Video screencap courtesy of Arbabian Lab / Stanford University
Stanford Scientists have developed “tricorder-like” technology using radio frequency and ultrasound to detect embedded objects in highly dispersive materials, such as water, mud, or human tissue. Though the technology was originally intended to safely locate buried explosives, the research team plans to use its research to develop a more portable medical imaging device capable of detecting early-stage cancer.
In 2012, the Defense Advanced Research Projects Agency (DARPA) launched a program that would grant funding to research investigating new methods for detecting plastic improvised explosive devices (IEDs) without putting military personnel at risk of a possible detonation. So far, the project — named Methods for Explosive Detection at Standoff (MEDS) — has issued seven grants to tech companies and academic institutions, including Quasar Federal Systems, University of Arizona, Northeastern University, and Stanford.
Researchers told Stanford News that all objects expand or contract when exposed to electromagnetic waves, and these expansions and contractions produce specific ultrasonic waves, which can be interpreted into images. Fetal ultrasound works this way, but the transducer is held to the mother’s skin to reduce transmission loss in the air.
Since the DARPA challenge stipulated that the method must be contact-free, the team accommodated for the necessary distance by building a capacitive micromachined ultrasosnic transducer (CMUT), designed to pick up weaker signals in the air.
“What makes the tricorder the Holy Grail of detection devices is that the instrument never touches the subject,” said electrical engineer Amin Arbabian, who led the research. “All the measurements are made through the air, and that’s where we’ve made the biggest strides.”
In a paper published in Applied Physics Letters, researchers demonstrated proof of concept for their radio frequency/ultrasound hybrid technology and told Stanford News their ideas could easily translate into a medical indication with the next five to fifteen years.
“We think we could develop instrumentation sufficiently sensitive to disclose the presence of tumors, and perhaps other health anomalies, much earlier than current detection systems, non-intrusively and with a handheld portable device,” said Arbabian.
Though it’s not yet clear how imaging quality would compare to existing MRI, CT, and X-ray technology, Arbabian told Tech.Mic his team’s technology would be much less expensive, easier to power, more portable, and potentially safer.
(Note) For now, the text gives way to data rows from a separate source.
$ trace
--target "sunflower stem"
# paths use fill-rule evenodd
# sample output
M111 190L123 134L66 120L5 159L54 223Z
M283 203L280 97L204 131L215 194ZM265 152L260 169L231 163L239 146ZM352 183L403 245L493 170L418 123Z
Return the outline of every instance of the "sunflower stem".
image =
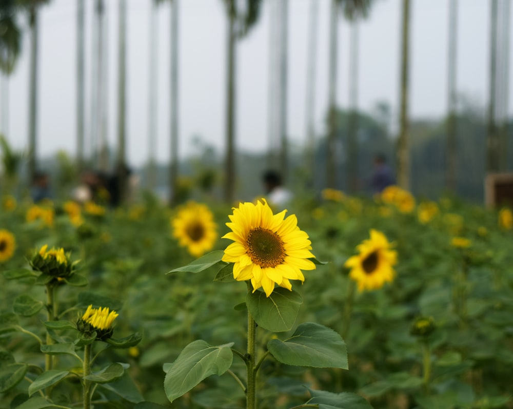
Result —
M91 409L91 381L86 377L91 374L91 346L84 347L84 409Z

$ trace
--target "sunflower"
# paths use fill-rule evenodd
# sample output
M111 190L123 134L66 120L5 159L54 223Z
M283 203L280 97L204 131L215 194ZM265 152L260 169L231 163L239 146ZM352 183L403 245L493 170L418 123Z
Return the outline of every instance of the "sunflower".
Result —
M349 277L357 282L359 291L381 288L393 279L397 252L392 246L385 235L374 229L370 239L357 246L359 254L348 259L344 266L351 268Z
M234 263L233 277L251 280L253 291L262 287L267 297L275 284L290 290L289 280L305 281L301 270L315 268L308 260L314 256L308 235L300 230L294 215L284 219L286 211L273 215L264 199L256 205L240 203L226 223L232 231L223 237L234 242L223 256L223 261Z
M212 212L201 203L189 202L182 207L171 220L171 226L179 244L195 257L211 250L218 239Z
M14 236L7 230L0 230L0 263L7 261L14 254L16 240Z

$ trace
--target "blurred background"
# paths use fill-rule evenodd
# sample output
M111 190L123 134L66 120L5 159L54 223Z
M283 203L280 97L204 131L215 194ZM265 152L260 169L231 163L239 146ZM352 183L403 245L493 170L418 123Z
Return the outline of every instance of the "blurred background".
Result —
M2 0L2 187L86 170L175 201L372 192L478 203L511 171L509 0ZM121 169L123 169L121 170ZM180 195L179 192L181 192ZM185 192L185 193L183 193ZM183 193L183 194L182 194Z

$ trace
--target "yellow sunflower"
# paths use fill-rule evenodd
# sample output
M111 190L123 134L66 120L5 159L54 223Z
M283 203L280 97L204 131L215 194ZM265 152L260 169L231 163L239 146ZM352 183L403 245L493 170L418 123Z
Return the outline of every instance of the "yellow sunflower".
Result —
M14 254L16 240L10 231L0 230L0 263L7 261Z
M187 247L191 256L199 257L213 248L218 239L212 212L205 205L189 202L171 220L173 237Z
M273 215L264 199L256 205L240 203L226 223L232 231L223 237L234 242L223 256L223 261L234 263L233 277L251 280L253 292L262 287L267 297L275 284L291 290L289 280L302 282L301 270L315 268L308 260L314 256L308 235L300 230L295 215L284 219L286 211Z
M359 254L348 259L344 266L351 268L349 277L357 282L359 291L378 289L392 281L396 275L392 266L397 262L397 252L392 247L385 235L374 229L370 239L357 246Z

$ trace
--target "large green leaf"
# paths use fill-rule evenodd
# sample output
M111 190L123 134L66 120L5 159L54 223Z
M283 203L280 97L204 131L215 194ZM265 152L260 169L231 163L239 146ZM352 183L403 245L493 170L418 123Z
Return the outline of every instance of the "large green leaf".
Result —
M22 317L32 317L37 314L43 305L42 302L34 300L28 294L22 294L14 300L12 310Z
M319 409L372 409L372 406L359 395L343 392L334 394L325 391L314 391L307 388L312 395L309 404L317 403Z
M29 396L32 396L38 391L57 383L69 373L68 371L50 369L41 374L29 386Z
M290 330L302 303L299 293L281 287L275 289L268 297L262 291L255 291L246 298L253 319L262 328L273 332Z
M85 377L85 379L96 383L108 383L118 379L125 373L125 367L120 363L111 363L101 371Z
M347 369L346 344L332 329L314 322L301 324L284 341L271 339L267 348L282 363L317 368Z
M40 396L36 396L31 398L28 400L22 403L17 406L16 409L45 409L47 407L66 407L62 405L56 405L54 403L47 400L44 398ZM71 409L70 408L69 409Z
M23 379L28 367L25 363L11 363L0 369L0 393L9 391Z
M170 271L167 272L166 274L169 274L171 272L179 272L180 271L199 272L204 270L206 270L207 268L218 263L219 270L220 270L225 267L228 264L224 261L221 261L221 259L223 258L224 254L224 251L222 250L216 250L215 251L211 251L202 257L196 259L194 261L189 263L187 265L174 268Z
M191 342L168 370L164 389L170 402L188 392L203 379L221 375L231 366L233 343L212 346L203 340Z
While he doesn’t see an at-home application in its future, he suggested that the device could be used bedside by trained technicians.
The University of Arizona, which was also granted funding from MEDS, adapted its existing breast cancer research into potential IED detection. Arizona researchers also used microwaves and ultrasounds, but they use a novel spectroscopic process to create an ultrasound image.
According to Popular Science, the Stanford technology isn’t the first to explore the potential of tricorder-like capabilities, and other approaches have used mass spectrometry or magnetic resonance to detect disease. Last year, the Qualcomm Tricorder XPrize promised $10 million to creators of a device that could detect no less than 15 diseases and monitor vitals for 72 hours.